Rams eat shrimp...so remember that!

I really think you'd be much happier with rainbows instead of tetras and danios. They are so pretty...much better looking than tetras. They are a little more expensive (atleast in my area), but worth the money IMO. I hope to set up my 55g rainbow tank in the next few months.


----------



## book_em_danio (Jun 12, 2006)

zaukul said:


> Hi, I'm a newcomer with only one very small tank and not much experience, but I'm going to be getting a larger tank in the near future.
> 
> I'm leaning toward a 40 gallon long tank or a 55 gallon. I was hoping for some general advice on the tank and its contents:
> 
> ...



There's little difference between a 40 and a 55 besides the obvious. Both take the same floorspace, the 55 gallon is merely 4" deeper. The surface area to gallons of water is obviously better in the 40, but it isn't an issue with a 55 gallon in most cases. 
It's more an issue in very deep tanks such as 30 gallon "extra high", Perfecto's 37 gallon column (20x12x24) and other deep tanks. These just make no sense to me.

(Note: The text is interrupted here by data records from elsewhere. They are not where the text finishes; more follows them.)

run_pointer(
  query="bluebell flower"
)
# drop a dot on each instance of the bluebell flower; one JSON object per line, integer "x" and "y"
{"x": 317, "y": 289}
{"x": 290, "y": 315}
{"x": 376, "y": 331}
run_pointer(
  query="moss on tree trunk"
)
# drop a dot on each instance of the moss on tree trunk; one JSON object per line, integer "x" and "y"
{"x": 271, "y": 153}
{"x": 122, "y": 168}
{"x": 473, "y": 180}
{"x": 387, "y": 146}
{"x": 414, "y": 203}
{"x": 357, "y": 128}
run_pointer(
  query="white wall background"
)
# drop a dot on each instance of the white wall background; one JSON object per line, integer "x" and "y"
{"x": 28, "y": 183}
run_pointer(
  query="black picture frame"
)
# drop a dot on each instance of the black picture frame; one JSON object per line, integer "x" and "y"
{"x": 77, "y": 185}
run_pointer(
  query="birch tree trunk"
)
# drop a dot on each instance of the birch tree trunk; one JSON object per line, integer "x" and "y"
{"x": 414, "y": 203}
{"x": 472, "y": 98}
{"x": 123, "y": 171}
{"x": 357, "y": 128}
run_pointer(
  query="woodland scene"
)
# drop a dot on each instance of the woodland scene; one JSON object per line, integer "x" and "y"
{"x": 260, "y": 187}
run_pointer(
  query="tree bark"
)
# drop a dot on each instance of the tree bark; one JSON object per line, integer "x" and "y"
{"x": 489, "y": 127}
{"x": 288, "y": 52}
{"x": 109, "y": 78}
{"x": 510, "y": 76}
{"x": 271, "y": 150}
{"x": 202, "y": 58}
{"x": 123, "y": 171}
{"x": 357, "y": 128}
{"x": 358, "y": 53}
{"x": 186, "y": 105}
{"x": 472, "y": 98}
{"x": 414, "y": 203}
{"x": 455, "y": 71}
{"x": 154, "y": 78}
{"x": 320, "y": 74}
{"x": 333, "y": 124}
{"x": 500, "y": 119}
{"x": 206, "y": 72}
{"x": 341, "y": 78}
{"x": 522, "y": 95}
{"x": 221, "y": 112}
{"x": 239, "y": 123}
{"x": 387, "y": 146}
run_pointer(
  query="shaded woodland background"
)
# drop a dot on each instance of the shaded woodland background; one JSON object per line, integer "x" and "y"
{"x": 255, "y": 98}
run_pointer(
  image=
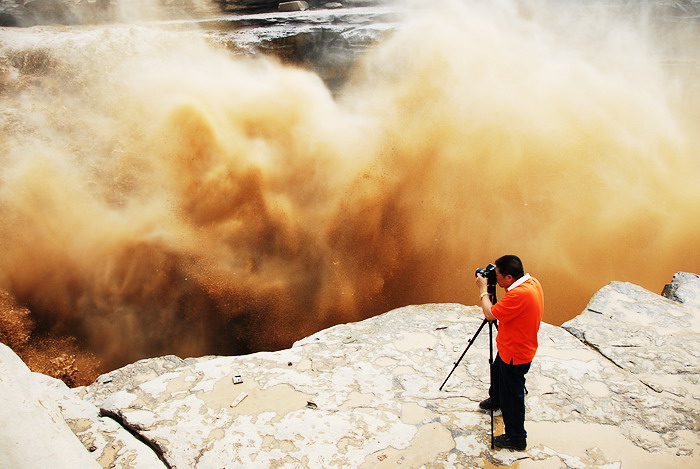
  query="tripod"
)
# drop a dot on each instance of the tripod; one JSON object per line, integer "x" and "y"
{"x": 491, "y": 288}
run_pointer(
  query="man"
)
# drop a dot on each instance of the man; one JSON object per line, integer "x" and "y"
{"x": 519, "y": 314}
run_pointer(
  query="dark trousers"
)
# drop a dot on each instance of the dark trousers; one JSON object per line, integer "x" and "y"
{"x": 507, "y": 391}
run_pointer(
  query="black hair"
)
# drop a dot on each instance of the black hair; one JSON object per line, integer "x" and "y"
{"x": 510, "y": 265}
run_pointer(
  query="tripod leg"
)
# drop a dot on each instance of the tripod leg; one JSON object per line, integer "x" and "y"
{"x": 490, "y": 365}
{"x": 471, "y": 341}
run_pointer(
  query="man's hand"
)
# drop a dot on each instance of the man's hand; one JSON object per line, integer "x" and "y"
{"x": 484, "y": 300}
{"x": 481, "y": 283}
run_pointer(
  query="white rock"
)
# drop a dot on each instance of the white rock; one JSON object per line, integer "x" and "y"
{"x": 367, "y": 394}
{"x": 33, "y": 433}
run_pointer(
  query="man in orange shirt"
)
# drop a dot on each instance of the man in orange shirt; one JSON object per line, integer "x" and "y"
{"x": 519, "y": 314}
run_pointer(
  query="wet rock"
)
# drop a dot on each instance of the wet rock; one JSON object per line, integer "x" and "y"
{"x": 293, "y": 6}
{"x": 34, "y": 433}
{"x": 615, "y": 387}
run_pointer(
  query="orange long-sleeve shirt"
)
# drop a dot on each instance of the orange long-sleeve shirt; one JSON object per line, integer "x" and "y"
{"x": 519, "y": 314}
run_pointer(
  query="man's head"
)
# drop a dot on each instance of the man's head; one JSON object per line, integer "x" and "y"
{"x": 509, "y": 268}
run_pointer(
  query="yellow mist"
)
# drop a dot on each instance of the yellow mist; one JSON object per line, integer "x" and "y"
{"x": 160, "y": 196}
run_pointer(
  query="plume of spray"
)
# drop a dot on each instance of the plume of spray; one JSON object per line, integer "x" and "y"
{"x": 164, "y": 197}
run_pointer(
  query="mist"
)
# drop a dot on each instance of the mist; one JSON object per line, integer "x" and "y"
{"x": 160, "y": 196}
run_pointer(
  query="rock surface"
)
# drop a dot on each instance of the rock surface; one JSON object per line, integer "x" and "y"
{"x": 618, "y": 386}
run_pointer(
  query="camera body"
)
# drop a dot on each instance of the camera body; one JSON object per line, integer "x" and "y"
{"x": 489, "y": 272}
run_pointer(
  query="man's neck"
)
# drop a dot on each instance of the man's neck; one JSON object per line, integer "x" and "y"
{"x": 519, "y": 282}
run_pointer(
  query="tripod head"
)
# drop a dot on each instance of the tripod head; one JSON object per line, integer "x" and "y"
{"x": 489, "y": 273}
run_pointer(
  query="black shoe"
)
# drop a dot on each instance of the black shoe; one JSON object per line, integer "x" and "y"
{"x": 506, "y": 442}
{"x": 486, "y": 404}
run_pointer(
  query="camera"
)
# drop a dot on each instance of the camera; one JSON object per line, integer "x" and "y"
{"x": 489, "y": 272}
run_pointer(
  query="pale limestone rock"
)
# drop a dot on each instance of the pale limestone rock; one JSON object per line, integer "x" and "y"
{"x": 367, "y": 394}
{"x": 33, "y": 433}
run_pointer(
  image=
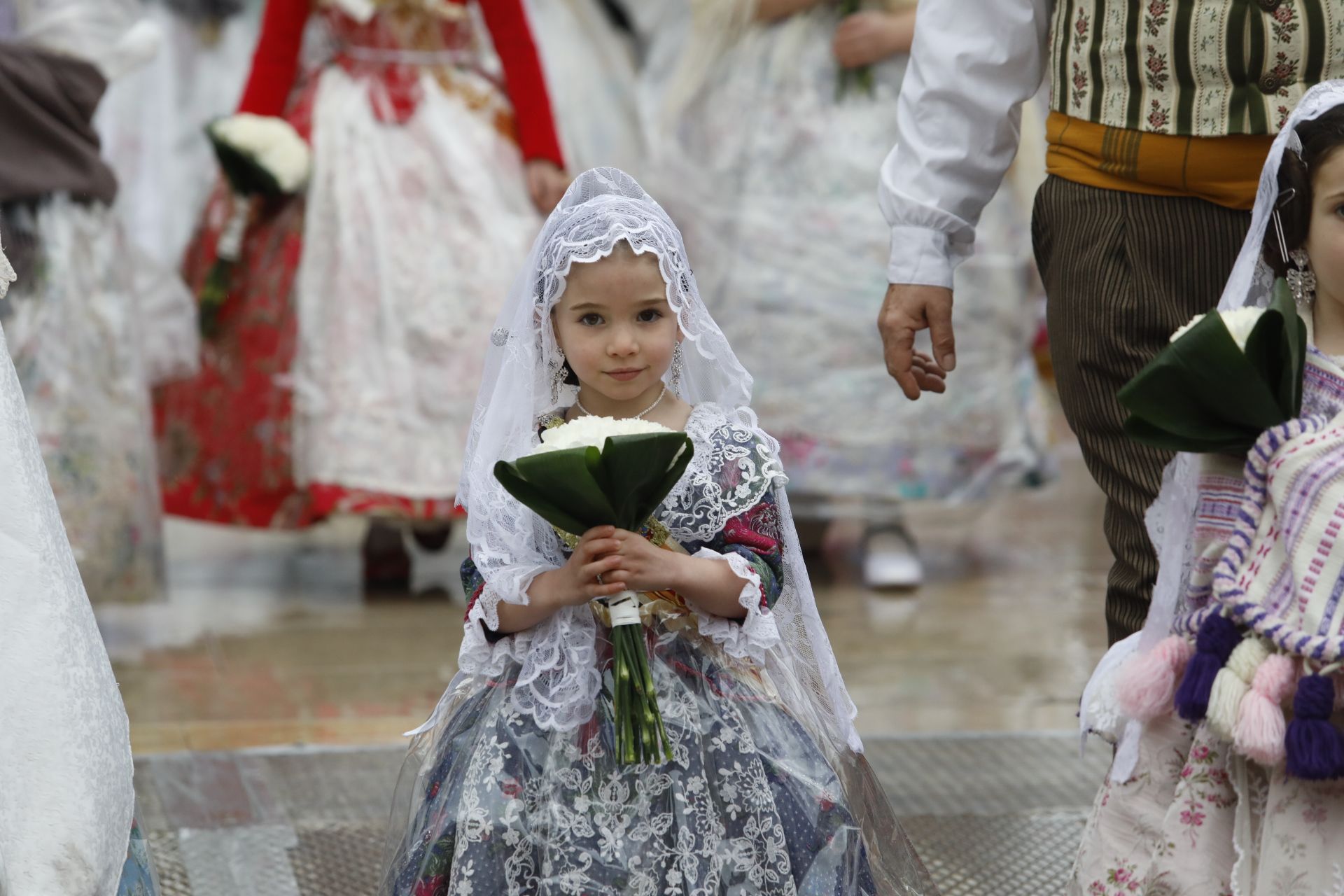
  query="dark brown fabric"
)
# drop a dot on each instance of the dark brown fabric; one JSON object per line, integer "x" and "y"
{"x": 48, "y": 141}
{"x": 1123, "y": 272}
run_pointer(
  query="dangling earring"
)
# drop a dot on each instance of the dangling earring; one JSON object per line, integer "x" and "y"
{"x": 1301, "y": 281}
{"x": 558, "y": 377}
{"x": 678, "y": 365}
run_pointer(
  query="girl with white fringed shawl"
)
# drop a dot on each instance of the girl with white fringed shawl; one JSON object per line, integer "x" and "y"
{"x": 511, "y": 788}
{"x": 1227, "y": 773}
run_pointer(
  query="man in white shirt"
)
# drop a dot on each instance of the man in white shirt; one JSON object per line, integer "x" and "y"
{"x": 1160, "y": 120}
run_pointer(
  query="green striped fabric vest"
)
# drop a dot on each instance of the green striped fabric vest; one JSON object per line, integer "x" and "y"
{"x": 1193, "y": 67}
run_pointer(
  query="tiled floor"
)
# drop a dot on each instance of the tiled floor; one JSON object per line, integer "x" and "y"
{"x": 268, "y": 696}
{"x": 268, "y": 641}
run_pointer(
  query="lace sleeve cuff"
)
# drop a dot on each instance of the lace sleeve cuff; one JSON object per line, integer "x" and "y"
{"x": 745, "y": 638}
{"x": 482, "y": 654}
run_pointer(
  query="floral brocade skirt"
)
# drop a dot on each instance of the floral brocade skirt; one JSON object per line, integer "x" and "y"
{"x": 1198, "y": 818}
{"x": 750, "y": 804}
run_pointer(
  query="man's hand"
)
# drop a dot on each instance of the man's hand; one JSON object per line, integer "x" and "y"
{"x": 906, "y": 311}
{"x": 546, "y": 184}
{"x": 870, "y": 36}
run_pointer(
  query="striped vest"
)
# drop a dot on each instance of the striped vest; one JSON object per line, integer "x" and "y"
{"x": 1193, "y": 67}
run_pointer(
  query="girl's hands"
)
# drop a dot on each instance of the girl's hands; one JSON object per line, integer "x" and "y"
{"x": 638, "y": 564}
{"x": 594, "y": 555}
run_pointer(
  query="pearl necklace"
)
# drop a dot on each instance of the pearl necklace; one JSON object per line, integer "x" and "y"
{"x": 638, "y": 416}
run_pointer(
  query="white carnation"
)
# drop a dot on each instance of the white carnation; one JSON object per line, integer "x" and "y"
{"x": 272, "y": 143}
{"x": 593, "y": 431}
{"x": 358, "y": 10}
{"x": 1240, "y": 323}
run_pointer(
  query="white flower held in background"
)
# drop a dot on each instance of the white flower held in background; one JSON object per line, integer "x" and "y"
{"x": 272, "y": 143}
{"x": 1240, "y": 323}
{"x": 593, "y": 431}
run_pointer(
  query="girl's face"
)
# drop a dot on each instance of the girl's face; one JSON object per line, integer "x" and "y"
{"x": 1326, "y": 237}
{"x": 615, "y": 326}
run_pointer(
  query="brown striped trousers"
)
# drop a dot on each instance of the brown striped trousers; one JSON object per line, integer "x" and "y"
{"x": 1121, "y": 273}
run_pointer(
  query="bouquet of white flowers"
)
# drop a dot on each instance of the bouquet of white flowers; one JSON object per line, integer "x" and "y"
{"x": 260, "y": 156}
{"x": 1225, "y": 378}
{"x": 603, "y": 472}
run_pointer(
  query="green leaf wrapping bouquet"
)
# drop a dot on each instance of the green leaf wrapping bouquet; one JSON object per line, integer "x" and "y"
{"x": 603, "y": 472}
{"x": 260, "y": 156}
{"x": 1225, "y": 378}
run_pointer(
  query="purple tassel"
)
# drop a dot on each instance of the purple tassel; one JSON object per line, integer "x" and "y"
{"x": 1315, "y": 747}
{"x": 1214, "y": 644}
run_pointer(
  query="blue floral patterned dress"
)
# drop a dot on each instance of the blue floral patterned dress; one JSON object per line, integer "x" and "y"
{"x": 749, "y": 804}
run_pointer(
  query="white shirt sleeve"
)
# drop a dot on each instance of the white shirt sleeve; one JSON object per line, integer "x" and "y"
{"x": 972, "y": 65}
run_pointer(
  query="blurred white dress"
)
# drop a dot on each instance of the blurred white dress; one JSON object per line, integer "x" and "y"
{"x": 65, "y": 741}
{"x": 772, "y": 175}
{"x": 590, "y": 70}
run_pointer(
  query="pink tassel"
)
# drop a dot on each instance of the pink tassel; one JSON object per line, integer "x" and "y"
{"x": 1148, "y": 681}
{"x": 1261, "y": 729}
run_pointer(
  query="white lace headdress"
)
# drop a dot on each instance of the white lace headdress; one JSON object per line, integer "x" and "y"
{"x": 559, "y": 680}
{"x": 1172, "y": 516}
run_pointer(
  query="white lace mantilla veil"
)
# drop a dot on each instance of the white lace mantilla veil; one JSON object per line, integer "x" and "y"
{"x": 1171, "y": 517}
{"x": 65, "y": 739}
{"x": 559, "y": 680}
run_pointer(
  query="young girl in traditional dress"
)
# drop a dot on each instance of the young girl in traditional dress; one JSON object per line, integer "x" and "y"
{"x": 511, "y": 788}
{"x": 344, "y": 370}
{"x": 1227, "y": 774}
{"x": 765, "y": 143}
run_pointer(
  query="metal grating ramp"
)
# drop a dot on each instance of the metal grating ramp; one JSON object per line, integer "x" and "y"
{"x": 991, "y": 816}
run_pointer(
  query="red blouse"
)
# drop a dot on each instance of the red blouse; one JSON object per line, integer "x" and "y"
{"x": 276, "y": 66}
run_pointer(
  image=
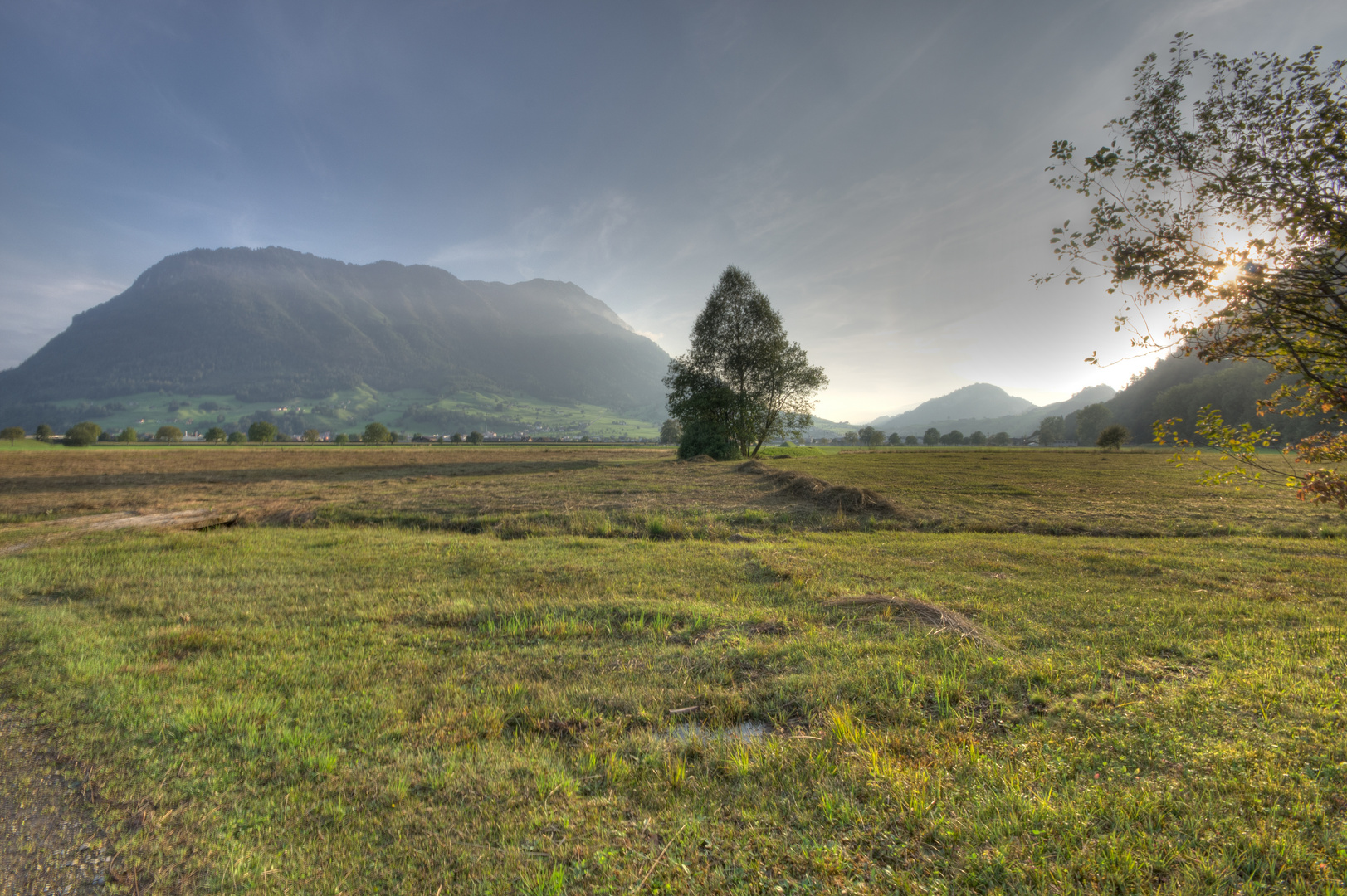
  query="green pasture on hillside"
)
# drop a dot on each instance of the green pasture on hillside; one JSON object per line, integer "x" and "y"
{"x": 350, "y": 410}
{"x": 549, "y": 706}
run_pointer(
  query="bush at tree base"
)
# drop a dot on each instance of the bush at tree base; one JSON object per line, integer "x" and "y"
{"x": 1113, "y": 437}
{"x": 700, "y": 437}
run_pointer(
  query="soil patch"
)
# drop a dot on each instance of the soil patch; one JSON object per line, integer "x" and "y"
{"x": 50, "y": 841}
{"x": 50, "y": 531}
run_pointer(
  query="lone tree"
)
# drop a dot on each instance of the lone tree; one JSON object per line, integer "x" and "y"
{"x": 1113, "y": 437}
{"x": 261, "y": 431}
{"x": 741, "y": 382}
{"x": 82, "y": 434}
{"x": 1232, "y": 201}
{"x": 670, "y": 433}
{"x": 1090, "y": 421}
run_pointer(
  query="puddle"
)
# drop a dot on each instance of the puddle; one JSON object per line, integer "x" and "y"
{"x": 687, "y": 731}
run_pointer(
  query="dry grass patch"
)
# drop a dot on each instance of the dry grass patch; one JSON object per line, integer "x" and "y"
{"x": 832, "y": 498}
{"x": 908, "y": 609}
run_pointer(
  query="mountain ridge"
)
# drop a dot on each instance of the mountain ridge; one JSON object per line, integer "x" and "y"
{"x": 276, "y": 322}
{"x": 1018, "y": 423}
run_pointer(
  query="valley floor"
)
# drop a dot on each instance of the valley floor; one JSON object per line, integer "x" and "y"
{"x": 598, "y": 670}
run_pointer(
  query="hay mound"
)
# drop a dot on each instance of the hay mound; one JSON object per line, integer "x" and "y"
{"x": 834, "y": 498}
{"x": 908, "y": 609}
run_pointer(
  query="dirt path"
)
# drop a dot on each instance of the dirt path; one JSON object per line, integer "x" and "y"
{"x": 50, "y": 841}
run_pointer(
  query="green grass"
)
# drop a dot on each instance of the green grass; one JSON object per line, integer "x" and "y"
{"x": 350, "y": 410}
{"x": 378, "y": 709}
{"x": 793, "y": 450}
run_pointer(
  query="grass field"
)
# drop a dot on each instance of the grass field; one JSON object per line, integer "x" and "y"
{"x": 350, "y": 410}
{"x": 525, "y": 670}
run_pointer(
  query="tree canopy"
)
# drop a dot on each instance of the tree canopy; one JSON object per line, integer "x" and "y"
{"x": 376, "y": 434}
{"x": 1232, "y": 202}
{"x": 1051, "y": 429}
{"x": 82, "y": 434}
{"x": 743, "y": 376}
{"x": 261, "y": 431}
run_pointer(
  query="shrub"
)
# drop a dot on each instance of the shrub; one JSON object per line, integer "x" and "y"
{"x": 261, "y": 431}
{"x": 702, "y": 437}
{"x": 82, "y": 434}
{"x": 1113, "y": 437}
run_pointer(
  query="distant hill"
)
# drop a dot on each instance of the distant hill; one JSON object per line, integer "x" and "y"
{"x": 1180, "y": 386}
{"x": 275, "y": 324}
{"x": 1005, "y": 412}
{"x": 973, "y": 402}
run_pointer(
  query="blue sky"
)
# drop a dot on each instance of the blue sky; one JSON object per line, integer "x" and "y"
{"x": 876, "y": 166}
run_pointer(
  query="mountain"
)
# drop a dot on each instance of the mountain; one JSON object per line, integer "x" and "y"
{"x": 1180, "y": 386}
{"x": 1016, "y": 416}
{"x": 275, "y": 324}
{"x": 977, "y": 401}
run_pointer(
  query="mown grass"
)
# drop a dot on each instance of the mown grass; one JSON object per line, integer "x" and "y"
{"x": 614, "y": 490}
{"x": 354, "y": 709}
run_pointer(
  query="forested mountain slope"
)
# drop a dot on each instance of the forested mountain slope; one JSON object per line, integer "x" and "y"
{"x": 272, "y": 324}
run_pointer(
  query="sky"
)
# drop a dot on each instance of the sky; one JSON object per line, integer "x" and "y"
{"x": 877, "y": 168}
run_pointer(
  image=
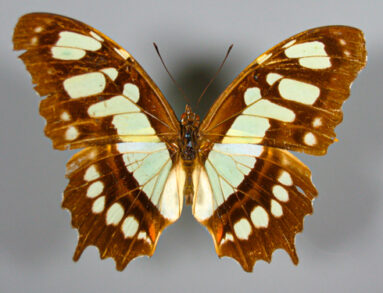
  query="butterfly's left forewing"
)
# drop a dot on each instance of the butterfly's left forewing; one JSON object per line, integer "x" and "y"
{"x": 122, "y": 189}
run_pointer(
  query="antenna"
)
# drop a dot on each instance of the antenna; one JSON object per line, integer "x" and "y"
{"x": 215, "y": 75}
{"x": 171, "y": 77}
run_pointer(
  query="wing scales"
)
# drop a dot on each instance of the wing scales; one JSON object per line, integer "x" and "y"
{"x": 265, "y": 207}
{"x": 291, "y": 96}
{"x": 113, "y": 204}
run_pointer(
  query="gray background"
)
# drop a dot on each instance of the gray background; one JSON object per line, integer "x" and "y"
{"x": 341, "y": 247}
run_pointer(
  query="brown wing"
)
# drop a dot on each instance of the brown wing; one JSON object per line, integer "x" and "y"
{"x": 291, "y": 96}
{"x": 253, "y": 199}
{"x": 121, "y": 197}
{"x": 122, "y": 188}
{"x": 97, "y": 93}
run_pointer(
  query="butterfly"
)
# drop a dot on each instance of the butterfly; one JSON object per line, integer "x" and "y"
{"x": 138, "y": 162}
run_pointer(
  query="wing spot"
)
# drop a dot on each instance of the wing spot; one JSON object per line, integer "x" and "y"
{"x": 91, "y": 173}
{"x": 71, "y": 133}
{"x": 95, "y": 189}
{"x": 263, "y": 58}
{"x": 96, "y": 36}
{"x": 307, "y": 49}
{"x": 84, "y": 85}
{"x": 98, "y": 205}
{"x": 285, "y": 178}
{"x": 65, "y": 116}
{"x": 289, "y": 44}
{"x": 242, "y": 229}
{"x": 317, "y": 122}
{"x": 114, "y": 214}
{"x": 34, "y": 41}
{"x": 144, "y": 236}
{"x": 298, "y": 91}
{"x": 38, "y": 29}
{"x": 276, "y": 209}
{"x": 131, "y": 91}
{"x": 124, "y": 54}
{"x": 259, "y": 217}
{"x": 63, "y": 53}
{"x": 111, "y": 72}
{"x": 315, "y": 62}
{"x": 130, "y": 226}
{"x": 79, "y": 41}
{"x": 228, "y": 237}
{"x": 280, "y": 193}
{"x": 309, "y": 139}
{"x": 271, "y": 78}
{"x": 252, "y": 95}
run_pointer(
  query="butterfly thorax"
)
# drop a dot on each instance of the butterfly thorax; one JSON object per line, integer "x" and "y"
{"x": 188, "y": 139}
{"x": 189, "y": 148}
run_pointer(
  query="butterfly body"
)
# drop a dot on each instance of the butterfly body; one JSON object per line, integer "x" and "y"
{"x": 139, "y": 162}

This sort of tank can't support as many fish of a similar volume due to lack of oxygen exchange.
You'll be using the same hood, filter, stand, etc. 55 over a 40? I just say "go for it". At my local fish store, a 55 costs about $110. The 40 costs about $100, so price isn't much of an issue either.

Danios are my favorite fish... You can school 6 Giant Danios, Devario aequipinnatus 
http://www.fishbase.org/Summary/SpeciesSummary.php?id=10829
or the nearly identical Malabar Danio, Devario malabaricus.


----------